Shelda Rees, director of tourism for Chattanooga Convention and Visitors Bureau, says the bureau began marketing travel packages aimed specifically at women four years ago, one year after the state of Tennessee launched its female travel promotions. In the industry, such trips are known as "girlfriend getaways."
"Our girlfriend getaways include spa treatments, art/jewelry makers for an arts weekend, winery visits, local dining, and shopping on the North Shore, Southside or Hamilton Place," Rees describes. "They are always about local tourism but with a little behind-the-scenes added for a more special trip."
Area hotels are jumping on the girlfriends bandwagon as well.
Richard Pauley, director of sales and marketing at The Chattanoogan, says it offers a Ladies Day Out package for up to four women that includes a suite and choice of two spa services each.
"If we have a group of ladies checking in, we try to keep their rooms together; first, to enhance that sense of community and second, it makes them feel more secure to know their girlfriends are in the room next door," says Pauley.
The Gutsy Traveler's Bond reports that girlfriend getaways have already grown to represent 4 percent of all U.S. travel spending -- about $200 million annually. AAA's Girlfriend Travel Research found that 24 percent of American women have taken a girlfriend getaway in the past three years, and 39 percent plan one in the next three years.
Travel professionals find women are traveling for a variety of reasons.
Some are newly divorced or fresh off a broken relationship. A change of scenery helps them make a clean break as well as temporarily removing them from locations that carry "couple memories." The home page of the Chicks Unhitched website -- which books travel specifically for such women -- says: "Divorce was tough ... you are tougher."

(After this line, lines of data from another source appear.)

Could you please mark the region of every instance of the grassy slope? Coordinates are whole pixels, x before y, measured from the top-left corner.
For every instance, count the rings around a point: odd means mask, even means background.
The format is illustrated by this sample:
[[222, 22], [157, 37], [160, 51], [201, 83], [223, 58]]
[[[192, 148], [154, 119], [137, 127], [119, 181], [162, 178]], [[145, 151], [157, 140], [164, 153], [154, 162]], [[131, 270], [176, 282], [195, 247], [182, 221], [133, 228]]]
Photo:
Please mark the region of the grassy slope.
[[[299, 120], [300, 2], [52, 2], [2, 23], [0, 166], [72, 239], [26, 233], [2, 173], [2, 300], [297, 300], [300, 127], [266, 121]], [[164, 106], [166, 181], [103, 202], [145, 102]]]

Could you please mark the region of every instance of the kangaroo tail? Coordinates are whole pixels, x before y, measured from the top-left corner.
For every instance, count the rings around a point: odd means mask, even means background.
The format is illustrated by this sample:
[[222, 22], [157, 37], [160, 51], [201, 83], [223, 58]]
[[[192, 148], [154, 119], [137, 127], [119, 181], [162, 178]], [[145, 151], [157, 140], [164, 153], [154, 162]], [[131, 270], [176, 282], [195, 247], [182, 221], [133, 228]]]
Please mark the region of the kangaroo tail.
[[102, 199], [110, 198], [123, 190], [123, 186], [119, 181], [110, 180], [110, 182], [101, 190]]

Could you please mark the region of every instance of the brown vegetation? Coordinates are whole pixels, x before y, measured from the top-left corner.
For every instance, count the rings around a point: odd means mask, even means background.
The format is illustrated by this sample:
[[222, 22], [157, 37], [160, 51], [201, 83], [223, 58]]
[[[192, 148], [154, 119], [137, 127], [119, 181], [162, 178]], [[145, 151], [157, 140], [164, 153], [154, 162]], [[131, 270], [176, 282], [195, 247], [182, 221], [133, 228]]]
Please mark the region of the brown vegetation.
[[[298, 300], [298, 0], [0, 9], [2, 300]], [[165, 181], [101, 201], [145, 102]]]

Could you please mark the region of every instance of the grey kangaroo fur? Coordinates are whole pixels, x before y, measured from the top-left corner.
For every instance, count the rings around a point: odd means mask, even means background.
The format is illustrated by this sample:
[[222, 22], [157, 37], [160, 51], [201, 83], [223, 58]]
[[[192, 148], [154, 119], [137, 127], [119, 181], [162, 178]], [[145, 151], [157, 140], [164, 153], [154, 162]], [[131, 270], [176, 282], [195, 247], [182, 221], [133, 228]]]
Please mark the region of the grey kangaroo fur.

"Post-divorce travel therapy is often the ideal dose of momentum people need to deal with life challenges and changes," says McSpadden. "There are many single accommodation options available where you can rebound from a bad romance. The first step is identifying what's right for you."
Other reasons women are traveling alone, according to Travel Guard Worldwide, a company offering travel insurance, are: A desire to follow their own schedules (17 percent), they have more time to travel than their friends (15 percent), traveling to pursue a specific interest (14 percent), widowed or divorced (43 percent) and traveling to reconnect or "find themselves" (4 percent).
McSpadden notes that singles travel is prompting changes in the cruise industry. Previously, a single traveling in a double-occupancy cabin would pay a "single supplement," or surcharge, for the privilege of privacy. Supplements could be anywhere from 10 to 150 percent of the standard rate to cover revenue lost from that empty bed.
"Now more cruises have single cabins, even European river cruises have accommodations for singles, which makes cruising more accessible for single travelers," says McSpadden.